Setting off in Újbuda
Törökbálint
can be easily reached by car, train or bus, but the situation is
quite different by bike. It
is worth planning this route so you don’t get lost. In the first
round, you
should aim for
Kamaraerdő
on
the edge of Újbuda.
You
can also
take
your
bicycle on tram
41,
boarding at Clark Ádám tér, say, or Gellért tér.
From Kelenföld station there is a bike path towards
Budaörs, but you
can also take
Kőérberki út to
reach the
Budapest side
of Kamaraerdő.
Freewheeling in Kamaraerdő
Kamaraerdő is a popular excursion destination consisting of two parts, Budapest and Budaörs. Kamaraerdei út heads from one to the other, partly joining the Budapest-Balaton bike path which is still under construction, a relief after the bumpy, gravel dirt roads and the less well-paved concrete ones. It is almost mirror-smooth and you can finally glide freely again.

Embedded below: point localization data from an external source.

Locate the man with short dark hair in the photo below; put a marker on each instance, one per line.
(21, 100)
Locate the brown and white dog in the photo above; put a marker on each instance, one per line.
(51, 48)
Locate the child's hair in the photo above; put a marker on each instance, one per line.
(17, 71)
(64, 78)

At this point in the tour, you can make a pleasant diversion to Törökbálint-Pistály, a little community just outside Törökbálint, or head straight for the lake.
Lake Törökbálint
Cycling around Törökbálint is hampered by the fact that the town is hilly, so there are a couple of climbs involved. Alternatively, you can head straight for the lake, which is on the edge of town. The road takes you past a roundabout and a shopping mall right to the shore. Lake Törökbálint stretches over seven hectares of lovely landscape, ideal for strolling or cycling. You can’t go round the whole lake, but most of it.

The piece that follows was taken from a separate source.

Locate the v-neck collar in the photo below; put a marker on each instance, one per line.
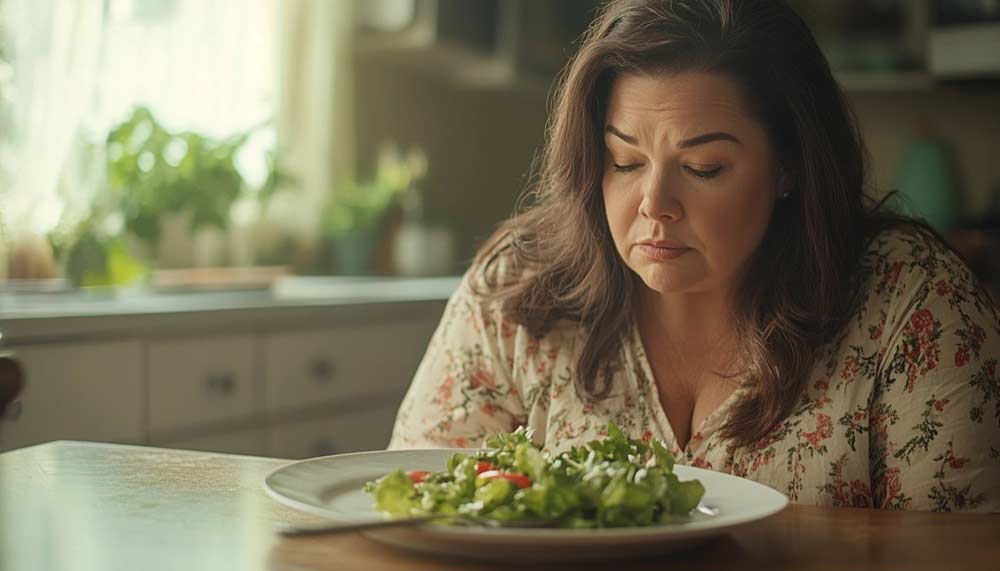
(646, 384)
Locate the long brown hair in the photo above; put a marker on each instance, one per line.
(796, 295)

The northern shore of the lake is for anglers, a dirt road running alongside it, with the M1 motorway parallel. Luckily, trees and bushes separate the sight of rushing traffic from the water. You’ll hear the cars but not see them.
On the built-up south side, there are cycle and walking paths beside each other, with plenty of grassy spots suitable for picnics, and rubbish bins provided. If you don’t want to lie on the grass, a few benches line the promenade. Lake Törökbálint and are quiet – you can sit on the shore with a book or just your thoughts, recharging by the water.

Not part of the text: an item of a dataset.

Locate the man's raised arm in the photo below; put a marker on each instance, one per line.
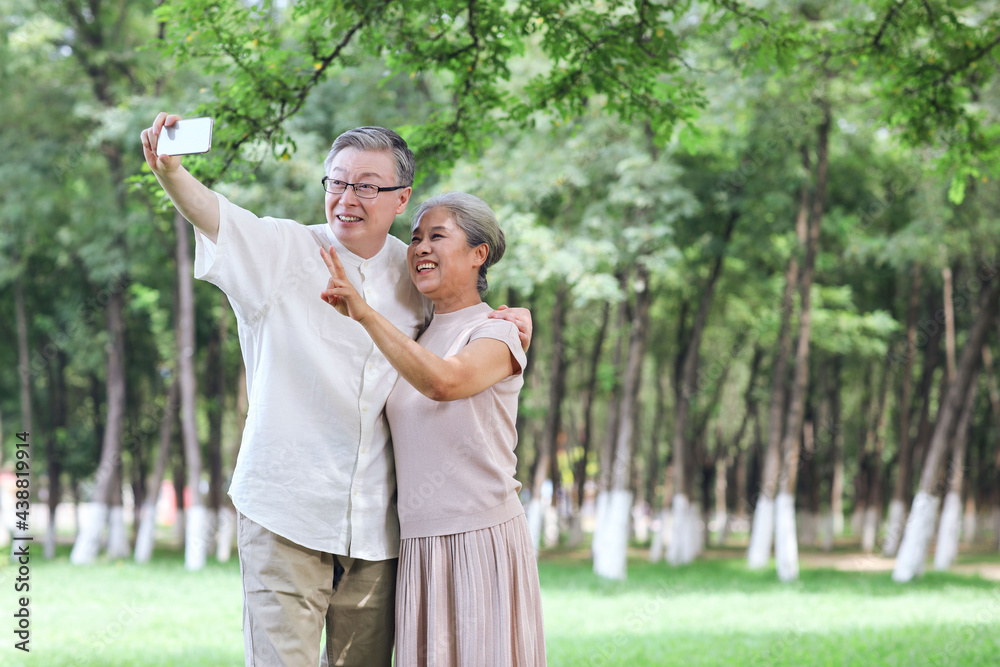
(195, 202)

Next to the lake stands the abandoned Tópark, a housing estate that didn’t quite catch on. Although there are cafés, shops and a scattering of residents, it still feels like a secluded resort village on the oceanfront, just waiting for the right filmmaker to discover.
Having cycled all the way to Törökbálint, you deserve an easy ride home. Törökbálint station is ten minutes from the lake, with regular trains to Kelenföld and Déli stations, journey time 20-25 minutes.